I started a new YA novel venture. I'm not sure if it will end up being for a YA audience, but I'm trying. As far as I know, the only firm-standing qualification for YA fiction is the main character(s) have to be teenagers. It's basically "Stand By Me" with dwarfs. Girl dwarfs.
Ahem.
Anyway, it's what I'm writing during the non-lunch hour periods where I'm working on revising Defender (white mage story). The problem is my own mind has betrayed me. Instead of writing the book, my mind has decided its going to be distracted by Candy Crush Saga and clips of Conan O'Brien. Write a novel? No, I'm scared I won't be good enough. Once it's transformed into text, my perfect idea ceases to be perfect. Happens every novel, but since I'm not writing this in a neatly sectioned allotment of time, the distractions of the Internet are strong.

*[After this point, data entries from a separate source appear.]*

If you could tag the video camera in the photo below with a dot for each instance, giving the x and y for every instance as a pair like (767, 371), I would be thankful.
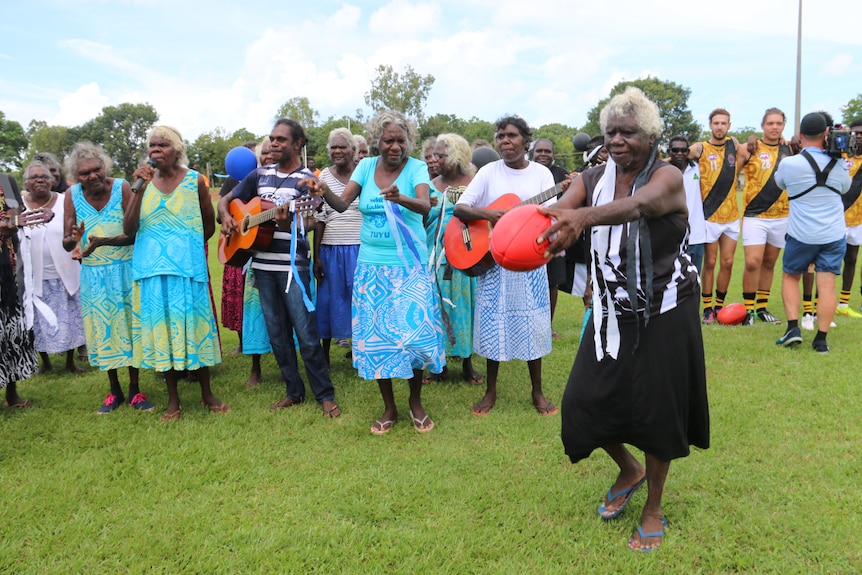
(840, 142)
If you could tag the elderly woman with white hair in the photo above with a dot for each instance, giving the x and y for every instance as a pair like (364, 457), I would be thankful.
(94, 211)
(639, 375)
(456, 291)
(58, 326)
(173, 325)
(336, 244)
(395, 331)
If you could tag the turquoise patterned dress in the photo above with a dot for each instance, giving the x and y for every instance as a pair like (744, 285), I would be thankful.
(173, 325)
(106, 282)
(455, 291)
(255, 340)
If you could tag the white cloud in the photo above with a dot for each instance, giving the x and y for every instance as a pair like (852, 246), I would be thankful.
(345, 19)
(81, 105)
(401, 19)
(839, 65)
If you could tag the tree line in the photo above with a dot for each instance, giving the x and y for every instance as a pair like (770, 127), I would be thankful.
(122, 129)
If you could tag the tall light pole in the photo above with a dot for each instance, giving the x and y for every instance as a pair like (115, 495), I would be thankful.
(798, 69)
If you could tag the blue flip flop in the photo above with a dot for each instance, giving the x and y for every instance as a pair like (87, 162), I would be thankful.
(645, 535)
(605, 514)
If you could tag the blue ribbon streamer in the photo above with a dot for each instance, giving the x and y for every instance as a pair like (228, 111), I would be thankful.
(400, 229)
(294, 273)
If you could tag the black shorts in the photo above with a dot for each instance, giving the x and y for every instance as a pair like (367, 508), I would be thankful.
(556, 271)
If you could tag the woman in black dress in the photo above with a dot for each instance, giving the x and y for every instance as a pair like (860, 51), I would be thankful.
(639, 375)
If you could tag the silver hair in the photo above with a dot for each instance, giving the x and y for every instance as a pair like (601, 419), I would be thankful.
(459, 151)
(633, 103)
(379, 123)
(86, 151)
(172, 135)
(347, 135)
(38, 164)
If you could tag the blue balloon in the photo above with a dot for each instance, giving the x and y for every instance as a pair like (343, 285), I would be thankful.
(240, 162)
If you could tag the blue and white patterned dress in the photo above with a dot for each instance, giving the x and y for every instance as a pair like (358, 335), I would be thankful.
(512, 309)
(173, 325)
(396, 329)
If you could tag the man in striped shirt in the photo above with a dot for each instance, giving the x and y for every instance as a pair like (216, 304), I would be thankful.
(282, 271)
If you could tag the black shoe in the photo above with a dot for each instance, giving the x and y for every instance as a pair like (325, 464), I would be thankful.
(764, 315)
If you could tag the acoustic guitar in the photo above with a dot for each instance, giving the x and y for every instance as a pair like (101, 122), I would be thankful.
(30, 218)
(255, 227)
(468, 244)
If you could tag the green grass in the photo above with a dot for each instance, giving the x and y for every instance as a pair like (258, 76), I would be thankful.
(294, 492)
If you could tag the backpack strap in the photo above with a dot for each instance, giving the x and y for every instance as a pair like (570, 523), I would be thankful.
(820, 175)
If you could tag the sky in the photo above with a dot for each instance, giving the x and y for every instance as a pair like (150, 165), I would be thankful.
(231, 65)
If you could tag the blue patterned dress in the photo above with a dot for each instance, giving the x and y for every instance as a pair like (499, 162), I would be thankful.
(106, 282)
(173, 325)
(255, 340)
(395, 316)
(456, 291)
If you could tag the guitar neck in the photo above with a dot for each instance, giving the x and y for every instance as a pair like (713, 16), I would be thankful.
(262, 217)
(544, 196)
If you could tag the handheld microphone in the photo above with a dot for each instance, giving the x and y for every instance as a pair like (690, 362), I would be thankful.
(139, 183)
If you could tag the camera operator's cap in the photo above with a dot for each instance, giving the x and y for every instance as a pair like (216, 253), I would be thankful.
(812, 124)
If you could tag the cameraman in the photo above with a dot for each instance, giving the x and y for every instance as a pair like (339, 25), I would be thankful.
(815, 182)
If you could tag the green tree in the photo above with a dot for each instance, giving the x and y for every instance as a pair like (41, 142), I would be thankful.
(45, 138)
(405, 92)
(122, 131)
(299, 109)
(852, 111)
(212, 147)
(13, 142)
(476, 129)
(671, 99)
(441, 124)
(561, 136)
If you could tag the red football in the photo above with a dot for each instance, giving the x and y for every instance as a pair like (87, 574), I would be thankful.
(731, 314)
(513, 240)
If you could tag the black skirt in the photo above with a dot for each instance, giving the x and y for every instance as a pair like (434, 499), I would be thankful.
(652, 397)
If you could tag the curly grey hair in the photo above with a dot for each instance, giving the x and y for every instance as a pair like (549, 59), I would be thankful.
(86, 151)
(347, 135)
(172, 135)
(459, 151)
(38, 164)
(633, 103)
(380, 122)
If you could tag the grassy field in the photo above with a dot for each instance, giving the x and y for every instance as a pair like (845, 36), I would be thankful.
(294, 492)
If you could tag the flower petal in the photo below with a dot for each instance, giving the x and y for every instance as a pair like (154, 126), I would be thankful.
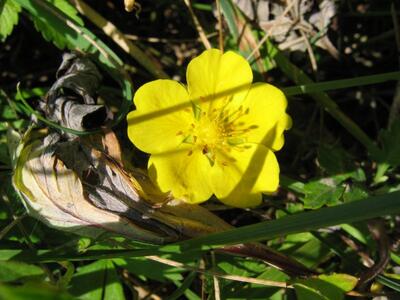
(184, 172)
(238, 177)
(266, 117)
(162, 112)
(218, 75)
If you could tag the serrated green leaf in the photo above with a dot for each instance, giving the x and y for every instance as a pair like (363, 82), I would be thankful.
(354, 192)
(9, 11)
(14, 270)
(49, 31)
(344, 282)
(326, 191)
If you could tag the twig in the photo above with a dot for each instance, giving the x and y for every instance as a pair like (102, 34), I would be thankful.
(199, 29)
(176, 264)
(133, 37)
(310, 51)
(118, 37)
(269, 32)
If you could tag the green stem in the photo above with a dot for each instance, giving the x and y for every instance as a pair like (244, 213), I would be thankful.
(299, 77)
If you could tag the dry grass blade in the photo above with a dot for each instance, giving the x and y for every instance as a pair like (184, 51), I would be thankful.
(198, 26)
(119, 38)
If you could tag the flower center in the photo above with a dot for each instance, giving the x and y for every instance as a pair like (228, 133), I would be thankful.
(218, 130)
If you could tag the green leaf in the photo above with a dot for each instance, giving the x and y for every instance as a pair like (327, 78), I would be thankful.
(14, 270)
(184, 286)
(326, 191)
(49, 31)
(150, 269)
(340, 84)
(326, 287)
(334, 160)
(389, 154)
(355, 192)
(87, 42)
(33, 291)
(311, 253)
(9, 11)
(97, 280)
(344, 282)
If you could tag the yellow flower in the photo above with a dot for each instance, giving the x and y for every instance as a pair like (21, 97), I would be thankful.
(214, 136)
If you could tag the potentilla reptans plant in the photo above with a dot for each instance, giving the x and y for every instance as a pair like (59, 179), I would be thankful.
(216, 135)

So, in order to combat this, I'm going to participate in NaNoWriMo for the first time. I got the inspiration from a post by Rainbow Rowell (author of Eleanor & Park) who said that Fangirl was written from it -- she had trouble sitting her butt down and writing too for that novel.
The timing is right, the word count is about right -- my goal-ish is 50,000 words, about right for YA, but I'm not concerned about making a word count. I'm more concerned about word count per day. If I have eighteen scenes architected, averaging around 3,000 words per scene, that's 54,000 total words. Divided by 30 days, means a 1800 word count. However, I don't plan to write on the weekends, so I'll just worry about weekdays. If I can maintain an 1800 word count per day, that's 75% done anyway, and then I'm sure I'll finish. It's getting started and maintaining the chain that's the hard part.
NaNoWriMo starts tomorrow, so I'll expect to see everyone here at 7:30 sharp.